I have searched a number of posts and have not found anything the same as mine, I am hoping someone here can assist me.

My dad is Portuguese and my mom South African. Recently we decided we want to move and get our passports, my sister started hers first and was fine and she received hers within 3 months. I applied for mine and sent through the required documentation in January 2015 but there was an issue. My dad was doing his military service at the time I was born and for that reason, his signature is not on my birth certificate.

After a back and forth with the consulate, we went for a paternity test and also found some old documentation from when I was only a few years old (a will) from my dad which we submitted to the consulate and they agreed it should be ok, the paternity test confirmed he is my father as well as the will. Both my grandparents and my aunt on my dad's side live in Lisbon but to date, they too have not been able to assist. 

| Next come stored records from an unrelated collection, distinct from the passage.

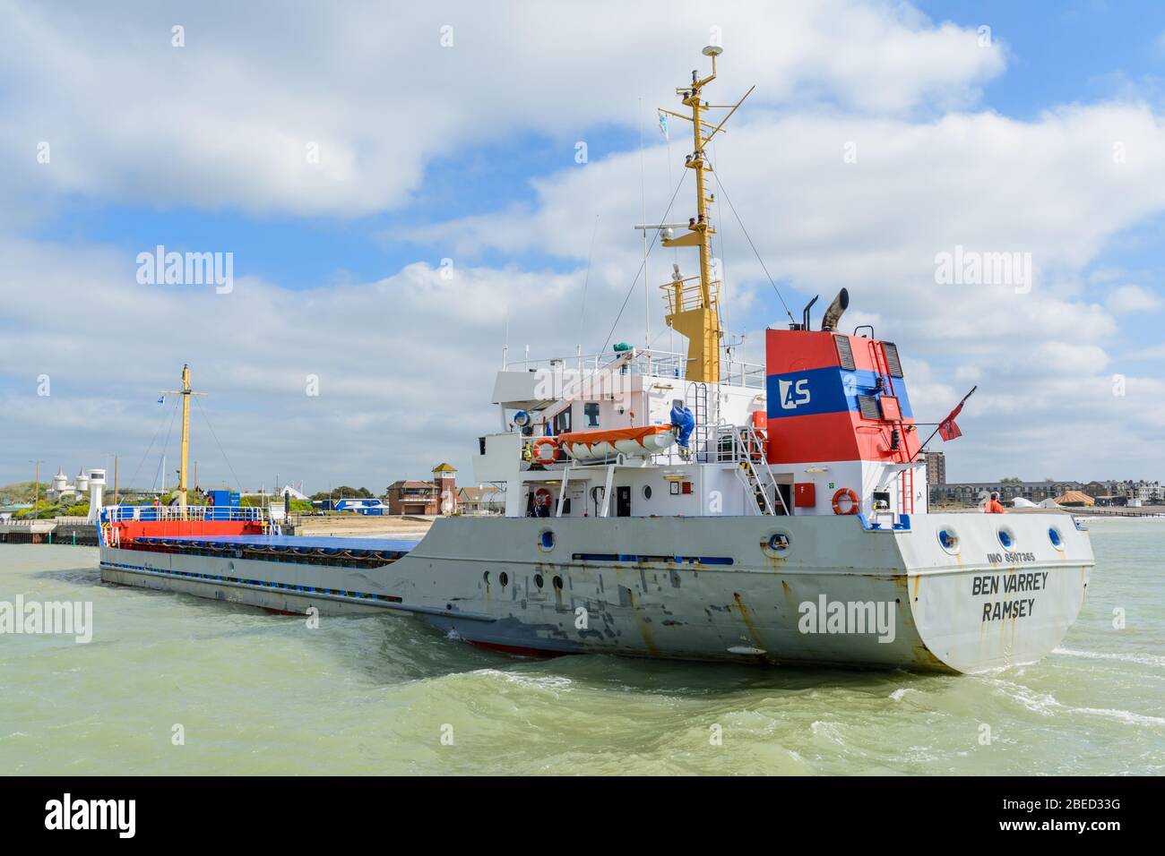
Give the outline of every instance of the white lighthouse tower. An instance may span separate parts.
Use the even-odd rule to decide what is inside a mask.
[[[89,471],[89,522],[97,523],[101,517],[101,498],[105,493],[105,471]]]

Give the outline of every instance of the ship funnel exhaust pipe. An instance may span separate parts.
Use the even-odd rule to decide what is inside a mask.
[[[849,307],[849,292],[845,289],[838,292],[838,296],[833,298],[833,303],[829,307],[825,310],[825,316],[821,318],[821,330],[836,330],[838,321],[841,320],[841,313]]]

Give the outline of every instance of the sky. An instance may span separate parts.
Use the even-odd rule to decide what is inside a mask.
[[[652,250],[644,288],[631,227],[692,213],[690,182],[668,208],[690,140],[656,108],[709,42],[714,104],[756,86],[711,153],[741,354],[847,288],[842,327],[898,345],[920,422],[977,385],[963,436],[932,444],[949,480],[1165,480],[1160,3],[0,0],[0,484],[114,455],[122,486],[158,483],[183,363],[203,486],[381,493],[440,461],[468,483],[504,346],[682,349],[656,285],[694,257]],[[158,246],[230,259],[230,285],[151,277]]]

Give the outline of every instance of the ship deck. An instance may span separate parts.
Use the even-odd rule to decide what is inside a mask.
[[[122,549],[259,561],[376,566],[396,561],[419,540],[289,535],[168,535],[122,542]]]
[[[354,553],[408,553],[419,544],[419,540],[402,540],[395,538],[336,538],[332,536],[310,535],[182,535],[160,538],[137,538],[139,543],[183,543],[191,546],[206,544],[210,546],[270,547],[273,550],[322,550],[324,552]]]

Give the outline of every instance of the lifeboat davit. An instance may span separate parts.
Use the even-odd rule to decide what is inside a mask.
[[[608,431],[571,431],[558,436],[558,447],[580,462],[601,461],[623,454],[648,458],[663,452],[676,441],[671,425],[644,425],[637,429]]]

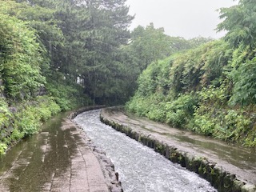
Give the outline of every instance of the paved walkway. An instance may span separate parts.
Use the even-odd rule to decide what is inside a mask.
[[[110,191],[81,130],[67,118],[49,127],[0,159],[0,191]]]
[[[250,191],[256,192],[256,149],[241,147],[172,128],[147,118],[127,114],[118,108],[103,109],[101,115],[109,121],[126,126],[139,134],[147,135],[153,140],[173,146],[184,154],[206,158],[221,170],[248,183],[246,187],[251,189]]]

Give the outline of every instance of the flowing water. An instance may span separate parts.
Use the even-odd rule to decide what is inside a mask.
[[[99,114],[99,110],[87,111],[74,122],[111,159],[125,192],[217,191],[196,174],[102,123]]]

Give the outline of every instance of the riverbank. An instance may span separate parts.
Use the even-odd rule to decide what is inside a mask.
[[[95,108],[54,116],[13,146],[0,158],[0,190],[122,191],[110,159],[71,121]]]
[[[221,142],[201,138],[148,119],[128,117],[122,110],[114,109],[103,109],[102,122],[154,148],[170,161],[196,172],[210,182],[218,191],[256,191],[256,165],[253,151],[251,157],[248,157],[247,164],[242,164],[242,161],[241,165],[239,161],[232,163],[225,152],[234,152],[228,151]],[[204,143],[208,147],[198,143]],[[216,151],[220,150],[223,152],[222,155],[218,155]],[[240,152],[240,156],[246,153],[242,149]]]

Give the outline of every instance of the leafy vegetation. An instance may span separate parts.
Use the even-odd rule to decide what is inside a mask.
[[[126,2],[0,0],[0,154],[61,110],[132,95],[139,115],[256,146],[254,4],[221,9],[214,41],[130,32]]]
[[[178,128],[255,146],[254,54],[218,40],[152,62],[140,75],[126,109]]]

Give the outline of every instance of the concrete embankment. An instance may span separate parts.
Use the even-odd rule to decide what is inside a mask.
[[[0,158],[0,191],[122,192],[114,165],[72,121],[54,117]]]
[[[254,164],[254,156],[251,164],[249,162],[247,166],[242,165],[239,167],[238,163],[232,164],[215,154],[214,150],[225,149],[225,144],[218,143],[216,140],[201,138],[200,136],[146,119],[128,117],[122,110],[116,108],[103,109],[101,121],[154,149],[170,161],[198,174],[210,182],[218,191],[256,191],[256,167]],[[185,141],[194,139],[194,142],[182,142],[177,139],[177,137],[187,137]],[[216,145],[216,147],[211,151],[209,148],[206,150],[197,145],[203,142],[208,142],[210,146]]]
[[[70,113],[67,118],[69,120],[71,120],[71,126],[74,126],[76,127],[76,129],[79,131],[81,138],[85,142],[85,144],[90,149],[89,153],[88,151],[86,153],[86,150],[83,150],[83,152],[86,153],[86,159],[84,160],[87,166],[86,172],[87,175],[89,176],[87,177],[88,178],[94,178],[94,179],[88,180],[89,186],[93,186],[90,189],[89,191],[105,191],[104,185],[103,187],[102,184],[102,186],[100,185],[103,182],[106,184],[109,191],[122,192],[123,190],[121,186],[121,182],[118,181],[118,174],[114,171],[114,166],[110,159],[106,158],[104,151],[94,145],[93,142],[87,138],[86,132],[82,129],[81,129],[78,125],[74,124],[72,122],[72,119],[81,113],[91,110],[100,109],[102,107],[102,106],[82,108],[80,110],[75,110],[73,113]],[[88,162],[89,166],[87,165]],[[98,165],[100,166],[100,167],[98,166]],[[91,172],[88,173],[88,171],[90,170],[91,170]],[[102,178],[101,175],[102,175],[104,178]]]

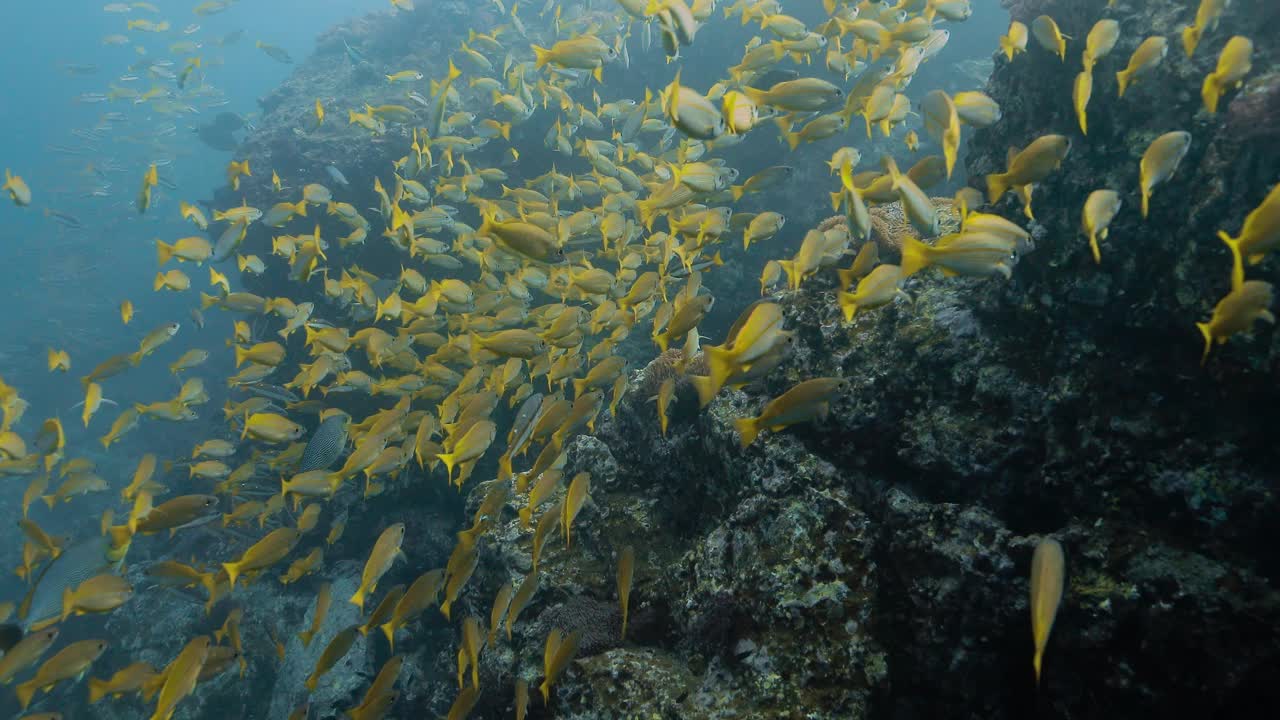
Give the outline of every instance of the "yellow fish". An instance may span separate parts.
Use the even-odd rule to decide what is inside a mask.
[[[1139,45],[1138,49],[1133,51],[1133,55],[1129,56],[1129,65],[1116,73],[1120,97],[1124,97],[1124,91],[1128,90],[1135,79],[1160,65],[1167,54],[1167,38],[1157,35],[1143,40],[1142,45]]]
[[[1192,133],[1184,131],[1166,132],[1147,146],[1142,154],[1139,173],[1139,192],[1142,192],[1142,217],[1147,217],[1151,192],[1157,184],[1167,181],[1187,156],[1192,146]]]
[[[390,570],[397,557],[404,556],[401,552],[403,542],[404,523],[389,525],[378,536],[374,548],[369,552],[369,560],[365,561],[365,570],[360,577],[360,587],[351,596],[351,603],[360,607],[361,611],[365,609],[365,597],[378,589],[378,580],[387,574],[387,570]]]
[[[1275,315],[1267,310],[1271,299],[1272,288],[1268,282],[1245,281],[1239,287],[1231,288],[1231,292],[1213,306],[1213,315],[1207,323],[1196,323],[1201,334],[1204,336],[1201,365],[1208,360],[1208,352],[1215,342],[1221,345],[1235,333],[1249,332],[1256,320],[1275,324]]]
[[[1217,101],[1228,90],[1240,87],[1244,76],[1253,69],[1253,42],[1248,37],[1236,35],[1226,41],[1222,54],[1217,56],[1217,68],[1204,76],[1204,85],[1201,87],[1201,97],[1204,100],[1204,109],[1210,114],[1217,113]]]
[[[755,418],[733,420],[742,447],[755,442],[763,429],[781,430],[787,425],[806,423],[827,416],[831,401],[846,387],[844,378],[814,378],[797,383],[787,392],[769,401]]]
[[[1062,35],[1062,31],[1059,29],[1053,18],[1048,15],[1039,15],[1032,20],[1032,35],[1036,37],[1036,41],[1041,44],[1041,47],[1057,55],[1060,60],[1066,61],[1066,41],[1070,40],[1071,36]]]
[[[1084,201],[1080,224],[1084,228],[1084,234],[1089,236],[1089,249],[1093,251],[1094,263],[1102,263],[1098,240],[1107,238],[1108,225],[1119,213],[1120,193],[1114,190],[1094,190]]]
[[[54,370],[68,372],[72,369],[72,356],[67,354],[65,350],[49,348],[49,372]]]
[[[1044,646],[1048,644],[1048,634],[1053,629],[1057,606],[1062,602],[1065,565],[1062,546],[1056,539],[1044,538],[1036,546],[1036,553],[1032,555],[1030,610],[1032,638],[1036,641],[1032,665],[1036,667],[1037,685],[1039,685]]]
[[[0,186],[0,190],[9,191],[9,200],[13,200],[14,205],[31,205],[31,188],[20,177],[10,174],[8,168],[5,168],[4,184]]]

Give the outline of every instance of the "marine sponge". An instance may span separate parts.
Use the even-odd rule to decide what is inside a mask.
[[[672,347],[654,357],[645,365],[644,370],[640,370],[640,375],[635,383],[636,392],[634,397],[640,401],[648,401],[650,397],[658,395],[658,388],[668,378],[676,378],[676,389],[678,391],[680,386],[689,383],[687,375],[710,374],[710,366],[704,352],[694,355],[692,360],[685,366],[685,372],[681,373],[680,365],[684,360],[685,351],[678,347]]]
[[[581,633],[579,657],[599,655],[622,644],[622,614],[612,602],[573,596],[556,607],[548,607],[539,618],[541,634],[559,628],[566,634]]]
[[[933,208],[938,213],[938,234],[946,234],[960,229],[960,215],[955,211],[955,204],[950,197],[932,197]],[[870,209],[872,240],[879,245],[881,252],[902,252],[902,238],[915,237],[919,233],[911,227],[911,222],[902,213],[900,202],[887,202]],[[828,231],[837,225],[849,227],[844,215],[832,215],[818,224],[819,231]]]

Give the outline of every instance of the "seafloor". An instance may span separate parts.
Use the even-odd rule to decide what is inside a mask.
[[[357,196],[367,195],[362,206],[376,205],[371,178],[407,145],[398,131],[370,143],[351,142],[342,123],[296,128],[307,127],[315,97],[387,101],[383,65],[439,67],[465,27],[495,19],[488,4],[429,5],[430,13],[371,15],[323,37],[262,100],[237,158],[316,178],[335,164]],[[1083,38],[1107,3],[1006,5],[1028,24],[1048,13]],[[1187,6],[1121,0],[1110,13],[1125,32],[1107,67],[1133,51],[1139,33],[1174,36]],[[841,322],[833,278],[781,293],[796,331],[788,363],[703,411],[681,387],[666,438],[649,397],[676,357],[637,370],[618,416],[572,445],[566,477],[593,474],[573,551],[552,543],[543,589],[522,614],[536,621],[484,651],[472,717],[512,716],[513,679],[539,674],[553,624],[581,630],[582,647],[552,707],[535,698],[530,717],[1243,717],[1280,708],[1280,352],[1265,329],[1215,348],[1202,368],[1194,327],[1229,290],[1230,259],[1216,232],[1235,232],[1280,168],[1280,36],[1263,29],[1276,23],[1272,0],[1236,0],[1215,31],[1217,40],[1244,33],[1256,44],[1256,72],[1217,115],[1204,113],[1196,91],[1212,51],[1188,59],[1174,42],[1158,79],[1123,100],[1114,73],[1100,70],[1087,140],[1071,113],[1074,63],[1038,51],[1014,63],[998,56],[986,91],[1004,119],[969,138],[968,173],[980,179],[1002,169],[1007,147],[1046,132],[1075,141],[1062,169],[1036,191],[1034,252],[1007,283],[916,275],[906,286],[911,302],[851,324]],[[353,68],[344,40],[376,61]],[[1100,187],[1137,187],[1142,151],[1170,129],[1192,132],[1190,154],[1158,188],[1146,222],[1135,213],[1116,220],[1096,265],[1079,234],[1080,200]],[[809,169],[792,184],[824,193],[826,167],[797,165]],[[270,176],[262,176],[244,178],[242,193],[227,191],[219,204],[243,197],[269,206]],[[1023,219],[1016,200],[998,210]],[[788,225],[820,217],[801,209]],[[384,260],[398,263],[389,249]],[[730,316],[755,297],[751,273],[736,279],[716,286]],[[264,292],[293,287],[282,277],[259,282]],[[631,352],[646,359],[650,350]],[[819,375],[851,383],[827,420],[739,448],[733,418]],[[394,582],[447,557],[462,512],[439,484],[408,483],[360,514],[410,524],[411,566]],[[483,492],[471,493],[471,509]],[[328,569],[334,597],[349,594],[379,529],[353,521],[329,551],[349,559]],[[1028,569],[1050,533],[1066,548],[1069,587],[1037,691]],[[471,580],[479,591],[456,618],[488,618],[497,588],[529,570],[527,543],[512,510],[486,539]],[[625,546],[636,548],[637,564],[622,642],[614,566]],[[302,626],[314,592],[308,583],[251,585],[236,598],[253,607],[242,633],[268,648],[268,623]],[[152,629],[202,612],[169,597],[136,602],[154,605],[131,614],[145,614]],[[320,648],[353,621],[352,606],[333,607],[310,650],[291,641],[282,666],[273,653],[251,653],[247,679],[216,680],[193,701],[196,711],[284,717],[303,700],[301,680]],[[381,641],[357,642],[311,697],[312,717],[358,702],[388,656]],[[435,615],[401,639],[406,670],[393,715],[443,715],[457,693],[454,643]]]

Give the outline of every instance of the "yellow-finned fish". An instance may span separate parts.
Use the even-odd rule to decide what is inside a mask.
[[[1133,55],[1129,56],[1129,65],[1116,73],[1116,83],[1119,83],[1120,97],[1124,97],[1125,90],[1128,90],[1134,81],[1160,65],[1167,54],[1169,38],[1157,35],[1143,40],[1142,45],[1139,45],[1138,49],[1133,51]]]
[[[1217,68],[1204,76],[1201,97],[1210,114],[1217,113],[1217,101],[1228,90],[1235,90],[1244,82],[1244,76],[1253,69],[1253,41],[1244,36],[1234,36],[1226,41],[1222,54],[1217,56]]]
[[[356,638],[360,637],[360,625],[347,625],[338,634],[329,641],[320,657],[316,660],[316,666],[311,671],[311,675],[306,680],[306,687],[308,691],[315,692],[316,687],[320,684],[320,678],[325,675],[333,666],[338,664],[339,660],[347,656],[347,651],[355,644]]]
[[[1066,61],[1066,41],[1070,36],[1062,35],[1057,23],[1048,15],[1039,15],[1032,20],[1032,35],[1041,47],[1057,55],[1059,60]]]
[[[76,589],[63,591],[63,616],[65,621],[72,615],[86,612],[110,612],[133,597],[133,585],[114,574],[102,574],[81,583]]]
[[[1196,9],[1196,22],[1183,28],[1183,50],[1187,50],[1188,58],[1196,54],[1196,47],[1199,46],[1201,37],[1206,32],[1217,28],[1217,22],[1221,19],[1222,12],[1230,4],[1231,0],[1201,0],[1199,6]]]
[[[550,702],[552,685],[559,679],[570,661],[577,655],[577,643],[581,632],[573,630],[568,635],[559,628],[552,628],[547,635],[547,648],[543,652],[543,684],[539,691],[543,693],[543,702]]]
[[[1037,687],[1039,685],[1044,646],[1048,644],[1048,634],[1053,629],[1057,606],[1062,602],[1065,565],[1062,546],[1056,539],[1044,538],[1036,546],[1036,553],[1032,555],[1030,610],[1032,638],[1036,641],[1036,655],[1032,657],[1032,665],[1036,667]]]
[[[31,205],[31,188],[27,187],[27,182],[12,174],[8,168],[4,170],[4,184],[0,190],[9,192],[9,200],[13,200],[14,205]]]
[[[378,589],[378,580],[381,579],[388,570],[390,570],[392,564],[396,562],[397,557],[403,557],[404,553],[401,552],[401,544],[404,542],[404,523],[396,523],[389,525],[374,543],[374,548],[369,552],[369,560],[365,561],[365,570],[360,577],[360,587],[356,588],[356,593],[351,596],[351,603],[361,610],[365,609],[365,598]]]
[[[1280,247],[1280,184],[1244,218],[1240,234],[1231,237],[1219,231],[1217,237],[1231,249],[1231,287],[1244,282],[1244,261],[1257,265],[1268,252]]]
[[[1172,131],[1157,137],[1142,154],[1138,190],[1142,192],[1142,217],[1147,217],[1151,205],[1151,192],[1157,184],[1167,181],[1178,172],[1178,165],[1192,146],[1192,133]]]
[[[1027,26],[1014,20],[1009,23],[1009,32],[1000,36],[1000,50],[1012,61],[1014,55],[1027,51]]]
[[[284,560],[284,556],[298,544],[301,537],[302,533],[297,528],[276,528],[246,550],[239,560],[223,562],[232,588],[236,587],[236,579],[242,574],[262,570]]]
[[[1084,234],[1089,236],[1089,249],[1093,251],[1094,263],[1102,263],[1098,241],[1107,238],[1108,225],[1119,213],[1120,193],[1114,190],[1094,190],[1084,201],[1080,225],[1084,228]]]
[[[1093,65],[1096,65],[1102,58],[1110,55],[1111,50],[1116,46],[1116,41],[1119,40],[1120,23],[1116,20],[1103,18],[1093,23],[1088,37],[1084,38],[1084,53],[1080,56],[1080,61],[1084,63],[1084,72],[1092,73]]]
[[[870,242],[867,246],[876,247],[876,243]],[[840,292],[837,300],[845,314],[845,322],[852,320],[859,310],[892,302],[901,293],[902,279],[902,268],[899,265],[878,265],[858,282],[854,292]]]
[[[1204,354],[1201,365],[1208,360],[1213,343],[1224,343],[1235,333],[1249,332],[1253,323],[1263,320],[1275,324],[1276,318],[1267,307],[1271,306],[1271,283],[1263,281],[1244,281],[1231,288],[1226,297],[1213,306],[1213,315],[1207,323],[1196,323],[1204,336]]]
[[[14,688],[18,705],[23,710],[31,705],[36,692],[49,692],[63,680],[74,680],[88,673],[93,661],[106,652],[106,641],[79,641],[58,651],[36,670],[36,676]]]
[[[1062,164],[1070,151],[1071,141],[1066,136],[1042,135],[1037,137],[1012,156],[1004,173],[987,176],[987,201],[996,202],[1010,188],[1041,182]]]
[[[49,348],[49,372],[54,370],[68,372],[72,369],[72,356],[67,354],[65,350]]]
[[[163,679],[160,698],[156,701],[156,710],[151,720],[169,720],[173,717],[178,703],[196,689],[200,682],[200,671],[209,660],[211,647],[209,635],[192,638],[174,657],[173,662],[164,669],[159,676]],[[146,692],[146,691],[143,691]]]
[[[755,418],[733,420],[742,447],[755,442],[763,429],[781,430],[787,425],[806,423],[827,416],[831,401],[846,387],[844,378],[814,378],[797,383],[787,392],[769,401]]]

A year has now passed, I still have nothing to show for it. My sister has already registered both her children in that time and they have both received theirs, is there anyone that can provide some guidance or recommend a company that can assist me in resolving this? I contact the consulate on a weekly basis and every week I am told something else, it's with a senior person, it's gone to another department, it's with the court etc etc. It's become extremely frustrating and from an emotional perspective it's draining.

Any help in this regard would be appreciated, I am dealing with the Portuguese consulate in Cape Town, South Africa.


----------



## HeyBubbles (Mar 9, 2016)

Have you tried contacting the SA consulate in Lisbon to see if they can help. If you have then my suggestion would be to get a lawyer in Lisbon on the case. Good Luck.


----------



## Maggy Crawford (Sep 18, 2010)

I had to contact the South African embassy (not consulate) in Lisbon a few years ago on a different matter and found them to be extremely helpful.


----------